Les syndicats CGT du secteur agricole ont présenté le 18 juin un document qui rassemble pour la première fois leurs analyses et propositions communes. Ces analyses et propositions ont été élaborées par la FNAF-CGT (Fédération nationale agroalimentaire et forestière), l’Unecca (Union nationale des syndicats CGT du Crédit Agricole), la CGT-Inra, les syndicats CGT de la MSA MSA : Mutualité sociale agricole., de Groupama, le Syac-CGT (ministère de l’Agriculture) et les syndicats CGT des forêts.
Le système capitaliste obligé de « lâcher du lest »
Ce document de 15 pages est une « feuille de route » sur laquelle les différents syndicats travailleront, selon Jean-Luc Bindel, secrétaire général de la FNAF-CGT. « Alors qu’on nous a expliqué pendant des années qu’il fallait restructurer en raison des montagnes de beurre et autres excédents, l’agriculture a maintenant un vrai défi à relever face à la hausse des prix et aux besoins alimentaires. Si c’est pour le seul intérêt des actionnaires, ce n’est pas la peine qu’on se lève tous les matins pour faire tourner les usines », a-t-il exposé.

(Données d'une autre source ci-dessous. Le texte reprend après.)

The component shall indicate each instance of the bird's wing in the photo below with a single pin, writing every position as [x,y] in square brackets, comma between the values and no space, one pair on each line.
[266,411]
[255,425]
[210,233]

Le document note que la situation alimentaire mondiale « oblige le gouvernement à réaffirmer des orientations fortes (souveraineté alimentaire, renforcement des mécanismes de gestion des marchés, orientation des productions, préférence communautaire) ». Mais les réflexions sont « restées dans le schéma préétabli d’une Pac marquée par le démantèlement de tous les outils de régulation ». Le système capitaliste « lâche du lest », avec par exemple la Banque mondiale qui reconnaît que l’agriculture a été délaissée ces 20 dernières années, a commenté un représentant de la CGT-Inra.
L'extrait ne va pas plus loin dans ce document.